I walked in the door from the garage at nine fifty-five. I was sucking on a peppermint to hide that I had been smoking. A dried-out roasted chicken was sitting on the counter. A fly was on the drumstick. I shooed it away. An open bottle of red wine was next to the chicken. I called to my wife, Katya. There was no answer. I figured Lincoln had had a nightmare and she was upstairs with him. I started to climb the stairs. Katya called to me from the library. She was sitting on the sofa, her feet on the coffee table, holding a wineglass on her stomach. Her eyes were red. She had been crying.

What's the matter? I said.

Where were you?

At my office. The Supreme Court didn't call until after eight. Winston didn't get executed until after nine. What's the matter?

You were supposed to take Lincoln to the haunted house. He waited up until nearly eight.

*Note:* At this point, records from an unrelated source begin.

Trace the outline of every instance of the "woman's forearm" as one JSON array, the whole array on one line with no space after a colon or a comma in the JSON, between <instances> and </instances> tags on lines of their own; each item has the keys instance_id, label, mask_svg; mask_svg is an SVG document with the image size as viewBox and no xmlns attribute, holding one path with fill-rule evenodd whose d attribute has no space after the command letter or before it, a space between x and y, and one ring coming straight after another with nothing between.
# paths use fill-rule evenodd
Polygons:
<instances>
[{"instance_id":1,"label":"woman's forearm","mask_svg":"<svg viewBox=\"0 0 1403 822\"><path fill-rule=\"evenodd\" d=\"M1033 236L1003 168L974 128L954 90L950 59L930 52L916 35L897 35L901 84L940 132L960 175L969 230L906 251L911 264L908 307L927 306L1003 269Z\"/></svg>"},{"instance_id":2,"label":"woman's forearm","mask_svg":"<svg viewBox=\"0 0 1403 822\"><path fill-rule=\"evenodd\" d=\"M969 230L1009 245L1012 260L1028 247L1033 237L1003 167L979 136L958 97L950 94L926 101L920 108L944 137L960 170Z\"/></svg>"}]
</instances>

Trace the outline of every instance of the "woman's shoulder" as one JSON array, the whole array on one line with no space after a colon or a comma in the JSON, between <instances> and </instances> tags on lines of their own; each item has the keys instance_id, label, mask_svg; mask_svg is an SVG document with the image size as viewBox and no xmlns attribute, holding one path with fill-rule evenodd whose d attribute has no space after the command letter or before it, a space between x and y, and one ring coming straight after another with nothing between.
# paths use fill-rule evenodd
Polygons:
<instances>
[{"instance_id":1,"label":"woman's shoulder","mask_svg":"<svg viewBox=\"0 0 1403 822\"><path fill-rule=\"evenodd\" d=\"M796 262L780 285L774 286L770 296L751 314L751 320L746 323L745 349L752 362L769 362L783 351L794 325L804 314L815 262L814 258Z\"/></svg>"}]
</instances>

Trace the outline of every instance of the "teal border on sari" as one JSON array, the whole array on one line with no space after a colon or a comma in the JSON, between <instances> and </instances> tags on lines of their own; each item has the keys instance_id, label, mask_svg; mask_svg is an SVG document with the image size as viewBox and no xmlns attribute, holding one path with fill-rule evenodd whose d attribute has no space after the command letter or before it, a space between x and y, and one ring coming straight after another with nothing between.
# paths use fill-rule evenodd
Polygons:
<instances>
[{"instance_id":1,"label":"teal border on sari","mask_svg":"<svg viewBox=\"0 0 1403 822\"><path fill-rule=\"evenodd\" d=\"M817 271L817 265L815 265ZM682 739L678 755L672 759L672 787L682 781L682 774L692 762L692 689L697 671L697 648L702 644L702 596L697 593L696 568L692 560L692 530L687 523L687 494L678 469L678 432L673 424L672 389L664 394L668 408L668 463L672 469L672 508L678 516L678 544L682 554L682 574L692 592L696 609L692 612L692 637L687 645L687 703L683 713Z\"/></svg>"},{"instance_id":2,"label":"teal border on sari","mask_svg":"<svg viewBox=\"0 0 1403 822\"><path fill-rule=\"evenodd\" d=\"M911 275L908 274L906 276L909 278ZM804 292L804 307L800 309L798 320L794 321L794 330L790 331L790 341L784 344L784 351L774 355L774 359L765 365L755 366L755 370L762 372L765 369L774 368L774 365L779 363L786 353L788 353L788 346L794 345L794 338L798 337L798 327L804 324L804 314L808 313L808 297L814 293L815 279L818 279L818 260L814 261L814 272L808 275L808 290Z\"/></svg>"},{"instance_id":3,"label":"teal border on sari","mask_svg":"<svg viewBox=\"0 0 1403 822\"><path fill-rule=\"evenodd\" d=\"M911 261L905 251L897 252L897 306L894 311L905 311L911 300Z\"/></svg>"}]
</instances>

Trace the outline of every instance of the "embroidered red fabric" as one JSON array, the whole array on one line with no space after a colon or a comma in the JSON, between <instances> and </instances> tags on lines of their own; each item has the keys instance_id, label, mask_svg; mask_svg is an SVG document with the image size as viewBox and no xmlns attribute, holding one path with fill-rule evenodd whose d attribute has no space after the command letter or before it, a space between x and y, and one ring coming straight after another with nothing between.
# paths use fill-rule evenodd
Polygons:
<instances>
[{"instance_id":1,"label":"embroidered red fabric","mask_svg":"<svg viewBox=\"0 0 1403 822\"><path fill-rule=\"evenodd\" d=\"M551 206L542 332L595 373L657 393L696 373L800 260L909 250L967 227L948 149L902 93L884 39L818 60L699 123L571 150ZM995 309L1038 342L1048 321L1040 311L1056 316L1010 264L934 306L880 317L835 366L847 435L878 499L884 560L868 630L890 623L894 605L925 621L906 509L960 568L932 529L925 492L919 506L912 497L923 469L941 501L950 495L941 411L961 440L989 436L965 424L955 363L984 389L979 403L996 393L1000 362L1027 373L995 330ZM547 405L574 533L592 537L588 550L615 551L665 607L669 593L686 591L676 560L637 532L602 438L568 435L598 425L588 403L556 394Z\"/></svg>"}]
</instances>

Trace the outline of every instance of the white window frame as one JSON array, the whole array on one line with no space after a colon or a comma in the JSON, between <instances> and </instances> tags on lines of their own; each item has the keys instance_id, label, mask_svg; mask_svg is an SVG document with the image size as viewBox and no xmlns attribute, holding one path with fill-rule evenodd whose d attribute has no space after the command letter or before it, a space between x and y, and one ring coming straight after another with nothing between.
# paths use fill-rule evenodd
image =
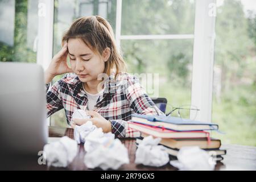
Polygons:
<instances>
[{"instance_id":1,"label":"white window frame","mask_svg":"<svg viewBox=\"0 0 256 182\"><path fill-rule=\"evenodd\" d=\"M121 40L194 39L191 105L200 109L195 119L212 121L215 16L209 15L209 5L216 0L196 0L194 34L122 35L122 0L117 0L115 39L118 49ZM191 112L191 118L195 118Z\"/></svg>"},{"instance_id":2,"label":"white window frame","mask_svg":"<svg viewBox=\"0 0 256 182\"><path fill-rule=\"evenodd\" d=\"M44 70L52 58L53 40L54 0L39 0L38 2L38 42L36 46L36 63ZM50 117L47 118L51 126Z\"/></svg>"}]
</instances>

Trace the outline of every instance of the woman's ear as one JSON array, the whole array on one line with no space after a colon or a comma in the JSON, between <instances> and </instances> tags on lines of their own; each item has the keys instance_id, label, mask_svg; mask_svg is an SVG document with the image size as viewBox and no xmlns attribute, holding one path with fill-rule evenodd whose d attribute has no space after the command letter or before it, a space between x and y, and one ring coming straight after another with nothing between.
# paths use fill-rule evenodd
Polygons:
<instances>
[{"instance_id":1,"label":"woman's ear","mask_svg":"<svg viewBox=\"0 0 256 182\"><path fill-rule=\"evenodd\" d=\"M107 47L103 51L102 56L104 62L109 60L109 56L110 56L110 49L109 48Z\"/></svg>"}]
</instances>

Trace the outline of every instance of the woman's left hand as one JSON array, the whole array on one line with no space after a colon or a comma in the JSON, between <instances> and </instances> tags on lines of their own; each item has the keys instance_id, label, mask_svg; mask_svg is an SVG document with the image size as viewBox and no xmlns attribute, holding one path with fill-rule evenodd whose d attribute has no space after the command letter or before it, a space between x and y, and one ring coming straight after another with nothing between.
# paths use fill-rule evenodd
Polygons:
<instances>
[{"instance_id":1,"label":"woman's left hand","mask_svg":"<svg viewBox=\"0 0 256 182\"><path fill-rule=\"evenodd\" d=\"M97 127L101 127L104 133L109 133L112 131L112 125L109 121L106 120L97 112L93 110L87 110L85 112L90 116L90 118L88 119L72 119L72 121L75 125L80 126L85 123L87 121L92 121L93 125ZM73 128L75 125L72 125Z\"/></svg>"}]
</instances>

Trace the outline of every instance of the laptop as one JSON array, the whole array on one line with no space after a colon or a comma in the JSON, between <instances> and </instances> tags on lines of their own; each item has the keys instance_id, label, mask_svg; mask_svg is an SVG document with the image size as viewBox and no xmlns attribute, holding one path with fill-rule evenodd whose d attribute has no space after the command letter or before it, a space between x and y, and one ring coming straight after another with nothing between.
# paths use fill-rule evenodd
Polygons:
<instances>
[{"instance_id":1,"label":"laptop","mask_svg":"<svg viewBox=\"0 0 256 182\"><path fill-rule=\"evenodd\" d=\"M0 63L1 157L38 156L48 135L42 67Z\"/></svg>"}]
</instances>

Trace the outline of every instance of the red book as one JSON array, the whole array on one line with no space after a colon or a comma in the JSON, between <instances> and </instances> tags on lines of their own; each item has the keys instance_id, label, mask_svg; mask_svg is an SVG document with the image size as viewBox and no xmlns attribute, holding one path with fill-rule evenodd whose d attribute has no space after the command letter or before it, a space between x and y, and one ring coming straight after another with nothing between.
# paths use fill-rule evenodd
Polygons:
<instances>
[{"instance_id":1,"label":"red book","mask_svg":"<svg viewBox=\"0 0 256 182\"><path fill-rule=\"evenodd\" d=\"M205 131L177 131L166 129L164 127L159 128L155 126L128 122L129 126L132 129L152 135L155 137L163 138L207 138L210 140L209 132Z\"/></svg>"}]
</instances>

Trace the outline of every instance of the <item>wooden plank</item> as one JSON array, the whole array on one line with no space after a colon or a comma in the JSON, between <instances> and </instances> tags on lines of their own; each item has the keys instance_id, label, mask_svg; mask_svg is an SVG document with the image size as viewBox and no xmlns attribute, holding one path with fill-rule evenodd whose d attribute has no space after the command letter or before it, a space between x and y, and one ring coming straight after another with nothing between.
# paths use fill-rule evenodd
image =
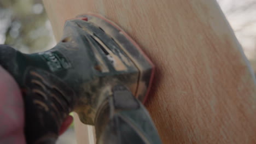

Oh shit. I completely forgot.

Lincoln was six. I had expected to be home by 7:00 at the latest. I told him I would take him to the haunted house after he collected enough candy. He had made me a costume to wear. I said, Why didn't you call to remind me?

I did call you. I left three messages on your cell phone.

I told her I had left my cell phone in my car. I asked, Why didn't you call the office?

Because I didn't think you would still be there. You always call when something happens. The execution was supposed to be at six, right?

Yes, it was supposed to be, I said. Did you go without me?

No. He said he wanted to wait for you. I told him I didn't know when you were going to be home. He said that he would just wait. He kept his Thomas the Tank Engine outfit on and sat on the stairs. At seven thirty I told him the haunted house was going to close in a few minutes, but he said he'd keep waiting. He came and sat outside with Winona and me to hand out candy to the trick-or-treaters. At eight I told him it was time to go to bed. On the way upstairs he said that he was feeling a little sad. I told him that it was okay to be sad. I said that you had probably gotten busy at work. He said, I know, but I'm still disappointed.

I said, Crap. I can't believe I forgot this. I'm going upstairs to check on him. I'll be right down.

I peeked in his room. Winona, our seventy-five-pound red Doberman, was lying on the bed, her head resting on Lincoln's ankles. He said, Hi, Dada. You missed the haunted house.

I said, I know I did, amigo. I'm really sorry. I forgot all about it. Can you forgive me?

He said, Yes. Why are you home so late anyway?

I had a lot of work to do.

He said, Did you help the person you were trying to help?

I'm afraid not, amigo. I tried, though.

He said, Dada, I'm a little sad.

Me too, amigo.

Will you sleep with me for five minutes?

Sure I will. Scoot over.

Twenty minutes later I walked downstairs. Katya said, I'm sorry about Winston.

Thank you.

I sat down next to her on the sofa. The TV was muted. She said, Your clients are not the only people who need you.

I said, I know.

Life is easier with pillars. Mine are my family. One wife, one son, one dog. When I tell Katya that, she can't decide whether to believe me. Belief is a decision, I say; it doesn't just happen. Believe what I am telling you.

Before I met her, I planned to live out in the country. Get forty acres, run some cows, sit on the deck with the dog, watch the sun set and then come up, drive to my office at the university twice a week, come home, take a walk down to the creek. Read a lot of books, stick my head in a hole and say screw you to the world, have a conference call every morning with the lawyers I work with, file my appeals from a laptop eighty miles from death row.

To get to the piece of property I almost bought, you'd head west from Houston on I-10 toward San Antonio and get off the interstate at the small town of Sealy. Eric Dickerson went to Sealy High School. He's a Hall of Fame running back. There's a billboard at the exit reminding you of that. Dickerson played for the Los Angeles Rams in the 1980s. One day in practice the head coach, John Robinson, criticized Dickerson for not working hard. Dickerson said he was working hard. Robinson told him that if he was really working, he'd be sprinting on the running plays instead of just jogging. Dickerson said, I am running, Coach. Robinson went out onto the field and ran next to him.

Well, he tried to.

From a distance, ease can easily be mistaken for indifference.